Corus affirme son redressement. Le sidérurgiste anglo-néerlandais a annoncé jeudi une nette réduction de sa perte pour l'exercice 2003 à 305 millions de livres (453 millions d'euros), contre 458 millions de livres en 2002. Hors éléments exceptionnels, ce résultat est conforme aux attentes des analystes avec une perte de 66 millions de livres contre 393 millions de livres de pertes en 2002. La hausse des prix décidée par le groupe en 2003 a certes permis une hausse de 11% du chiffre d'affaires sur un an à 7,95 milliards d'euros. Mais ces relèvements de prix n'ont pas été suffisants pour compenser la hausse des matières premières. C'est notamment ce qui explique que les coûts opérationnels ont progressé de plus de 6% en 2003, malgré les efforts de maîtrise des dépenses du groupe. Le président de Corus, le Français Philippe Varin, a indiqué que les prix de vente de l'acier avaient déjà été relevés de 5 à 8% en février et devraient encore remonter de 10% en avril. Le groupe né en 1999 de la fusion de British Steel avec Nederlands Hooghoven se dit ainsi "confiant" pour 2004, sans pour autant préciser davantage ses objectifs. Mais les marchés surveillaient moins ces résultats que les commentaires de Philippe Varin sur la montée dans le capital du magnat russe Alisher Usmanov. Ce dernier, via Gallagher sa holding basée à Chypre, a récemment racheté 11% du capital de Corus sur le marché. La semaine dernière, l'oligarque a indiqué qu'il voulait obtenir un siège au conseil de surveillance du groupe anglo-néerlandais.

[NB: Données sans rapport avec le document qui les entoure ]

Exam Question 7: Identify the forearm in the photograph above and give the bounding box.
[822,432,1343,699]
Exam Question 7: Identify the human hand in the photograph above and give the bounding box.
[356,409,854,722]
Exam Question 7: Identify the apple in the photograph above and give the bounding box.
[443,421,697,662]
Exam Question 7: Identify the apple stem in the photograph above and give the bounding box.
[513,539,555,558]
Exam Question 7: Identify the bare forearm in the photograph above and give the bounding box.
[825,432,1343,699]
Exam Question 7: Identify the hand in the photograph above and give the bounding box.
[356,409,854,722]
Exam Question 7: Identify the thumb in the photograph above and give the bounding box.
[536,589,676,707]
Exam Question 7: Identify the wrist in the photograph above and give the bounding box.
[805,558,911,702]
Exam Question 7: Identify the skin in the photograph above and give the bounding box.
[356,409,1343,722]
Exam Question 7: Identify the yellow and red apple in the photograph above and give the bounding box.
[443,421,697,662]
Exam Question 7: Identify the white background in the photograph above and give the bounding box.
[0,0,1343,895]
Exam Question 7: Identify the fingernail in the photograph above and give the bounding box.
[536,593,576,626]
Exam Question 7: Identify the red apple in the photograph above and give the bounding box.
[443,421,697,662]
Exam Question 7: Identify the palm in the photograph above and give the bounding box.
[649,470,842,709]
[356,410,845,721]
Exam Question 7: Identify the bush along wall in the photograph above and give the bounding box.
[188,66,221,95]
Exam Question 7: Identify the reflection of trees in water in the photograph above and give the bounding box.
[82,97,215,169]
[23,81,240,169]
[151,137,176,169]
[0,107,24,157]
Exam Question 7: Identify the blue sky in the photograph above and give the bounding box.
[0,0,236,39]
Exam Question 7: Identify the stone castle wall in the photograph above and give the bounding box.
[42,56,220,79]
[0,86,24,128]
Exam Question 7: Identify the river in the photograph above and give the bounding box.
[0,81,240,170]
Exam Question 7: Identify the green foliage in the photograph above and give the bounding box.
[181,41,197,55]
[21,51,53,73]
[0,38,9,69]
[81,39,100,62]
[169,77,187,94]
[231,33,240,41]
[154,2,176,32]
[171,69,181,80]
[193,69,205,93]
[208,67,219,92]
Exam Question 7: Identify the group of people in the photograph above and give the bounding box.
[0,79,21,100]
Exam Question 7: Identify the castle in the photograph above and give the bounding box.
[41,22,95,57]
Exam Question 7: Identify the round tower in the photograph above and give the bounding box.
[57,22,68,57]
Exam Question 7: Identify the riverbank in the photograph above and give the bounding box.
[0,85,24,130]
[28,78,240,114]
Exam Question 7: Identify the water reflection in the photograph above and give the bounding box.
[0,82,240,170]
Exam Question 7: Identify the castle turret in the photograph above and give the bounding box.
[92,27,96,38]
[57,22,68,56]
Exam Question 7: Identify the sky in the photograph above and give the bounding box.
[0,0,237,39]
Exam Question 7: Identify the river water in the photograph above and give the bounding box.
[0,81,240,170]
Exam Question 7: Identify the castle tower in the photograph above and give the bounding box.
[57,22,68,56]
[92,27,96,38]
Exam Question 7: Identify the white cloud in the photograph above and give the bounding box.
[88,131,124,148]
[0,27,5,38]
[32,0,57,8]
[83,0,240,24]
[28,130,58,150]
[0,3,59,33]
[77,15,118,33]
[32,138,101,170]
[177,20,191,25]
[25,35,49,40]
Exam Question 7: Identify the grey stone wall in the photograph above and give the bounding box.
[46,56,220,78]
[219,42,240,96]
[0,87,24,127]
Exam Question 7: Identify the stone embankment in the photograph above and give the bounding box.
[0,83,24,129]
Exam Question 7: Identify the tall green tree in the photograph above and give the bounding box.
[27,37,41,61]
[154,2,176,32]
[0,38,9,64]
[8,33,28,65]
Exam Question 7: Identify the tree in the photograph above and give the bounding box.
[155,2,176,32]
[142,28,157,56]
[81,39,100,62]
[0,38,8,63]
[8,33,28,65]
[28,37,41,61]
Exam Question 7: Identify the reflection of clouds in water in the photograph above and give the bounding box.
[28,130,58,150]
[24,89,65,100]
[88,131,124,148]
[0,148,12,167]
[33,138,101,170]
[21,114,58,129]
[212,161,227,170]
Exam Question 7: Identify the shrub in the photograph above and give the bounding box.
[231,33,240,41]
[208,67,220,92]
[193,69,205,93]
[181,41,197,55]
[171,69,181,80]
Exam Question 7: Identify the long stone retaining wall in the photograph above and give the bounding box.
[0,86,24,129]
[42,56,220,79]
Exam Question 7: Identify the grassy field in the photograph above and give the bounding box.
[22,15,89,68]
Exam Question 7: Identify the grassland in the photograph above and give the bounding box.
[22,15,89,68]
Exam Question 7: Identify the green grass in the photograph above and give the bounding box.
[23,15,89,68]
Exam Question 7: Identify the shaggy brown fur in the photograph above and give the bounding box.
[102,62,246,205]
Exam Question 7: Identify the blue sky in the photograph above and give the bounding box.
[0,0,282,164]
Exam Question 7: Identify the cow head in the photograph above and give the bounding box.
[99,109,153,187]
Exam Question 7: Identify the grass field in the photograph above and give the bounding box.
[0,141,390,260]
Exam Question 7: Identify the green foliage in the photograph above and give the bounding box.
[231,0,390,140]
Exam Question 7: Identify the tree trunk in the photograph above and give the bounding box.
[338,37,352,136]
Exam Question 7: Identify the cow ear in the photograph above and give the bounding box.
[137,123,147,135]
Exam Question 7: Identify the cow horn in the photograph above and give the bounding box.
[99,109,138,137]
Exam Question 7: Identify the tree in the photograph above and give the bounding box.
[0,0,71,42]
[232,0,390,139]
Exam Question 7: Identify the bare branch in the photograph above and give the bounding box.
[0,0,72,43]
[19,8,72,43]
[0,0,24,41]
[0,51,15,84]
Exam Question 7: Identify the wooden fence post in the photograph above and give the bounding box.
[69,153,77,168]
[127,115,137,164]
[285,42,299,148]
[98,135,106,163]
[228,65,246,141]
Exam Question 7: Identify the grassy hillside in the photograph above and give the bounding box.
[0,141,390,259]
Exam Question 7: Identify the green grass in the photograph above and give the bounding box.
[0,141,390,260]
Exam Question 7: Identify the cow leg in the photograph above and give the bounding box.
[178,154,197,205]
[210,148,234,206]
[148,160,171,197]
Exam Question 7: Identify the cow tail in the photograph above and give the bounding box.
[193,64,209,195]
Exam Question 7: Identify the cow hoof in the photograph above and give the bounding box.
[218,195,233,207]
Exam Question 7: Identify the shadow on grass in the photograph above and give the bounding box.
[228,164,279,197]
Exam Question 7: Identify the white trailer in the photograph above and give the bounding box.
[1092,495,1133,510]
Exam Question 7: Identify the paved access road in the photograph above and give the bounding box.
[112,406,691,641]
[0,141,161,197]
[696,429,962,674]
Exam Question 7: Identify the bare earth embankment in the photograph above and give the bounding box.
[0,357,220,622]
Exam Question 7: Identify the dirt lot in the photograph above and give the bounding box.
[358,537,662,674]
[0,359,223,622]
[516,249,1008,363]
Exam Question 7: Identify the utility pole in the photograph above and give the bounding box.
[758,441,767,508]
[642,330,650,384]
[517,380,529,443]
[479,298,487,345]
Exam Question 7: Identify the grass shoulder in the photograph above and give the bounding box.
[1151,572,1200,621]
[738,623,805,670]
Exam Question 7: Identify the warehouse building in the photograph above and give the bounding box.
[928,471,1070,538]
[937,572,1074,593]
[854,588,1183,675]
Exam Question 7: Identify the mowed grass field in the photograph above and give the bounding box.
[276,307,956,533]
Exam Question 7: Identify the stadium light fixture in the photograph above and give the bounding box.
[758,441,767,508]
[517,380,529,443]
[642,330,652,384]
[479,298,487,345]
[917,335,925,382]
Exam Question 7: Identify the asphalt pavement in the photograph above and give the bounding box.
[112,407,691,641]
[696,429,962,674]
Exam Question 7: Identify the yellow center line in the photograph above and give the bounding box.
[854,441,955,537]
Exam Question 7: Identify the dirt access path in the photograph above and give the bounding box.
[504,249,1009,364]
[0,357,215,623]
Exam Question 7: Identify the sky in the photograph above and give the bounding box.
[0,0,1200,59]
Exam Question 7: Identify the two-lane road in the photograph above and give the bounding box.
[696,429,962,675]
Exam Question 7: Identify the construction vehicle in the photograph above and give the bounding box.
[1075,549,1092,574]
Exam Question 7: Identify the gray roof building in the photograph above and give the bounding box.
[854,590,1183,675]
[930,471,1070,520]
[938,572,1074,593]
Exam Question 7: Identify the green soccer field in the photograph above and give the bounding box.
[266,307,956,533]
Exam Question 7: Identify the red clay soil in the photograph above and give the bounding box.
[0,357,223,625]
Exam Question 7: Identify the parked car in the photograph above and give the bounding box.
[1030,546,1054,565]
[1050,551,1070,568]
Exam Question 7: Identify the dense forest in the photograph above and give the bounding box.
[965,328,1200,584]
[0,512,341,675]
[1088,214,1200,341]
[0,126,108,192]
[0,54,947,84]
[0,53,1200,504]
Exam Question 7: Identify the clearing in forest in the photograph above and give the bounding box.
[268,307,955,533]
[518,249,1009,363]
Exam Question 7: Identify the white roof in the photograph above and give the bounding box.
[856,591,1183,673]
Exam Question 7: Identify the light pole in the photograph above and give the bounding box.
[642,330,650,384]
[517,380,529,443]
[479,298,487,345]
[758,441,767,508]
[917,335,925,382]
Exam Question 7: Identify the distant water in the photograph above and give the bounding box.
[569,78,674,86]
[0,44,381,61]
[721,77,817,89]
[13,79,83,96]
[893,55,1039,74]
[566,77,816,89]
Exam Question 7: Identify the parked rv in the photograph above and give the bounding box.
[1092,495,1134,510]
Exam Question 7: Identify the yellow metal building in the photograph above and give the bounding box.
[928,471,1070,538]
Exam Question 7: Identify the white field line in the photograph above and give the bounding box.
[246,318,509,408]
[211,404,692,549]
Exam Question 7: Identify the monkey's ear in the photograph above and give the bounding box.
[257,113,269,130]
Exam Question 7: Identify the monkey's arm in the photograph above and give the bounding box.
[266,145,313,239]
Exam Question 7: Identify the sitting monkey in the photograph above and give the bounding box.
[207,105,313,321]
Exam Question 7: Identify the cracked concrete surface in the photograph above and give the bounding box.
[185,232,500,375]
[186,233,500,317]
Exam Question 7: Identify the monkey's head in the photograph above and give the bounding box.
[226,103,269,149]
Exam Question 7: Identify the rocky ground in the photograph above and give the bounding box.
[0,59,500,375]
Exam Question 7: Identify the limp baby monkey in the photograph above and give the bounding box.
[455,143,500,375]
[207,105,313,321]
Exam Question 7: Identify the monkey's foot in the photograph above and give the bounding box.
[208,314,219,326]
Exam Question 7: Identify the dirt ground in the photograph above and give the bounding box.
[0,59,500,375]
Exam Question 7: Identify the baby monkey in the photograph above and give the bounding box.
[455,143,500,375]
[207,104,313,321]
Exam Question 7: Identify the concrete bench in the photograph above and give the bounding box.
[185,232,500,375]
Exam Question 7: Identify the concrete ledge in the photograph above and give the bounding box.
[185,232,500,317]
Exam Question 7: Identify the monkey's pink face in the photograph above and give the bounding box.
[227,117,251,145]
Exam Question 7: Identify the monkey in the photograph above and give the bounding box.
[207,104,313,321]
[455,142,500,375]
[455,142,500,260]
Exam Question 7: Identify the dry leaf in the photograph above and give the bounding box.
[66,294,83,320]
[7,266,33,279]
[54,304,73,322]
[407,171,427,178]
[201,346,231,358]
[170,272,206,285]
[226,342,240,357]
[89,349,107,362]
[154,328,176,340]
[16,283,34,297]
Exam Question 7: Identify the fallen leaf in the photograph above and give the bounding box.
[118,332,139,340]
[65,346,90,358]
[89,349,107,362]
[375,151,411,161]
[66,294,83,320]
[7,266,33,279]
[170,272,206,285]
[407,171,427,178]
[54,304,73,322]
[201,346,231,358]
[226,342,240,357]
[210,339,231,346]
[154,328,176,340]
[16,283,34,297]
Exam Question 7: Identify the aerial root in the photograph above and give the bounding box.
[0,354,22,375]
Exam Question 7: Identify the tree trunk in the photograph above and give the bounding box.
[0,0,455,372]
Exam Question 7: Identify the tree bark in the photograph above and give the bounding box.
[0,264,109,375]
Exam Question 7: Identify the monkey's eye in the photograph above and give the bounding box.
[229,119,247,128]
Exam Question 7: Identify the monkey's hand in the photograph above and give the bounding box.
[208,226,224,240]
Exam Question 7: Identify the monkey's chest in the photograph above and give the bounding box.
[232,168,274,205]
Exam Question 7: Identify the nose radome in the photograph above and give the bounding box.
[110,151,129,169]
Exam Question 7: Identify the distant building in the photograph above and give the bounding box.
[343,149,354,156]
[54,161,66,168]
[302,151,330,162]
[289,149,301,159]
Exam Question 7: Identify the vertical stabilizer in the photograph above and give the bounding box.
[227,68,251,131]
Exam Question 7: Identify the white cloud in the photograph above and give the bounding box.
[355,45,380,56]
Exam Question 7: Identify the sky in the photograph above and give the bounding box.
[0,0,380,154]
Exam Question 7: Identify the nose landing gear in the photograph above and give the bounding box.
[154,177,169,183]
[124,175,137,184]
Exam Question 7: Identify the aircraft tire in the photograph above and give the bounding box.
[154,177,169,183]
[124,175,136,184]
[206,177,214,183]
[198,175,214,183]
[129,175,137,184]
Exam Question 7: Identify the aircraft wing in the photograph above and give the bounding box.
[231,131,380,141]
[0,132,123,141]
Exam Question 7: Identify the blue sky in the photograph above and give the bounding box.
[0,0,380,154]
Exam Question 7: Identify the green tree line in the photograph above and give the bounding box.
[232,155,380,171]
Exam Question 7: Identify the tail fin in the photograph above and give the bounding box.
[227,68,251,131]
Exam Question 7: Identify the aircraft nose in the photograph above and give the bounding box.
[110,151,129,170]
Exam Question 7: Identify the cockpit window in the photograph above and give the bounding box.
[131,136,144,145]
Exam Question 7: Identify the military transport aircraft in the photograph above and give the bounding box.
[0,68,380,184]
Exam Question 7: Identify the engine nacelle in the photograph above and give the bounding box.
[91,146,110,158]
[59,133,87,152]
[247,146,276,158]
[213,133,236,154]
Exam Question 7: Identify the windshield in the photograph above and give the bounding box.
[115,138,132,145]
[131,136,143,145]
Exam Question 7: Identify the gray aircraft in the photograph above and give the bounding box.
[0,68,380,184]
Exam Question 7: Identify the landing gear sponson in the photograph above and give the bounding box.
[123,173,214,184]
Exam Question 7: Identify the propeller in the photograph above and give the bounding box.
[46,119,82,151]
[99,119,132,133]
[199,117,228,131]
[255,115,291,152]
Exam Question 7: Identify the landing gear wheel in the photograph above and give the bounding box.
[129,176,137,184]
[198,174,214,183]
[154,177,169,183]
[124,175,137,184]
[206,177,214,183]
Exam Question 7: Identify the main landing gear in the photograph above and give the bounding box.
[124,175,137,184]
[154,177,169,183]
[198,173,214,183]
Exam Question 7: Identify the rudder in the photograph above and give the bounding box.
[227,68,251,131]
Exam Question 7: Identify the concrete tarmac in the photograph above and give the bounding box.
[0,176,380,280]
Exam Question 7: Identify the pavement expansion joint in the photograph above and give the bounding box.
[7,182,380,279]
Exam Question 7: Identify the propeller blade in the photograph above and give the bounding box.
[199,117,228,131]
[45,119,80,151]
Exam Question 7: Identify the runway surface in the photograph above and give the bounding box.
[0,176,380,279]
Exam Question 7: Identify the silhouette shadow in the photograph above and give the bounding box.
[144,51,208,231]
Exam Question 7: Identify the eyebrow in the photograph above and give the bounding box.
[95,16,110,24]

Philippe Varin n'a pas souhaité faire de commentaires sur ce sujet et a affirmé que le groupe traitait Gallagher comme "tout autre actionnaire" et qu'il n'y avait "aucune discussion spécifique avec lui".Autre sujet d'inquiétude, la Chine. Le président de Corus a bien résumé la situation. "Si la croissance chinoise continue à ce rythme, on se dirige vers une vraie pénurie de matière première", a-t-il menacé, avant d'ajouter cependant que si la croissance chinoise ralentit "nous devrons baisser nos prix". Une grande partie de l'avenir des sidérurgistes se joue donc dans l'Empire du Milieu. Dans l'immédiat, les marchés réagissent mal à ces annonces. En clôture, le titre Corus perdait 7,44% à Londres. Mais les opérateurs prennent prétexte des déclarations de Philippe Varin pour prendre leurs bénéfices. Il est vrai que, sous la pression d'Alisher Usmanov, le titre a progressé de 50% au cours des trois derniers mois.